Astronomy and Space Physics

Caroline Heneka (University of Hamburg): Learning the Universe: Examples from 3D (line intensity mapping), 2D (galaxy deblending), to 1D (classification of spectra)

Europe/Stockholm
https://uu-se.zoom.us/j/62091586806

https://uu-se.zoom.us/j/62091586806

Description

Title: Learning the Universe: Examples from 3D (line intensity mapping), 2D (galaxy deblending), to 1D (classification of spectra)
Speaker: Caroline Heneka
Affiliation: University of Hamburg
Time: Thursday 10 February 2022, 1400 to 1500
Location: online at https://uu-se.zoom.us/j/62091586806 (Zoom meeting ID: 620 9158 6806)

Abstract:

With ongoing and future experiments, we are set to enter a more data-driven era in astronomy and astrophysics, for example with interferometric measurements of the 21-cm signal but also with observations in the far-infrared, optical, UV, and beyond.
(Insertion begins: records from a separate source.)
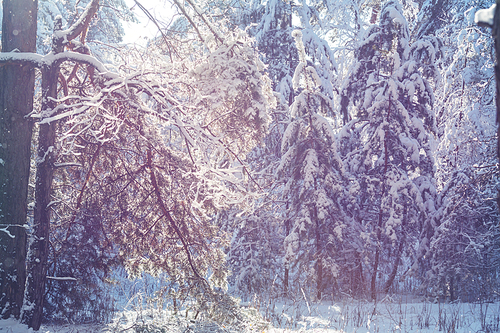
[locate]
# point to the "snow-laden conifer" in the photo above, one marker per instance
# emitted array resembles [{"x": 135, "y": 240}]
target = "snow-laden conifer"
[
  {"x": 312, "y": 173},
  {"x": 389, "y": 145}
]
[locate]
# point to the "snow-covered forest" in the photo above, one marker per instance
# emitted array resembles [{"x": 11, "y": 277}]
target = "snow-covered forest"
[{"x": 255, "y": 164}]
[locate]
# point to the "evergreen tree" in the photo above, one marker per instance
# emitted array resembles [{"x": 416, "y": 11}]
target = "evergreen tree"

Both larger-scale techniques such as multi-line intensity mapping and higher sensitivity surveys warrant the need for efficient data reduction and automation as well as the ability to extract more and less biased information. To optimally learn the Universe from low to high redshift I advocate for new observational techniques such as multi-line intensity mapping as well as the application of modern machine learning techniques. In 3D, tomography of line intensity maps such as the 21-cm line of hydrogen can teach us about properties of sources, gaseous media between and cosmological structure formation. The use of multiple lines as well as complementary galaxy survey data will increase information content inferred and its robustness. For example 21-cm radio tomography targeted by the Square Kilometre Array (SKA) can teach about source properties, IGM state and cosmology during the epoch of reionisation, i.e. at high redshifts beyond 5 to 6, as well as HI galaxy properties at lower redshifts. As new analysis layers for astronomy and astrophysics I furthermore showcase in 2D the deblending of galaxy imaging for accurate flux measurements. For 1D, an object classification layer is proposed to efficiently group the around 40 million spectra the 4-metre Multi-Object Spectroscopic Telescope (4MOST) will collect.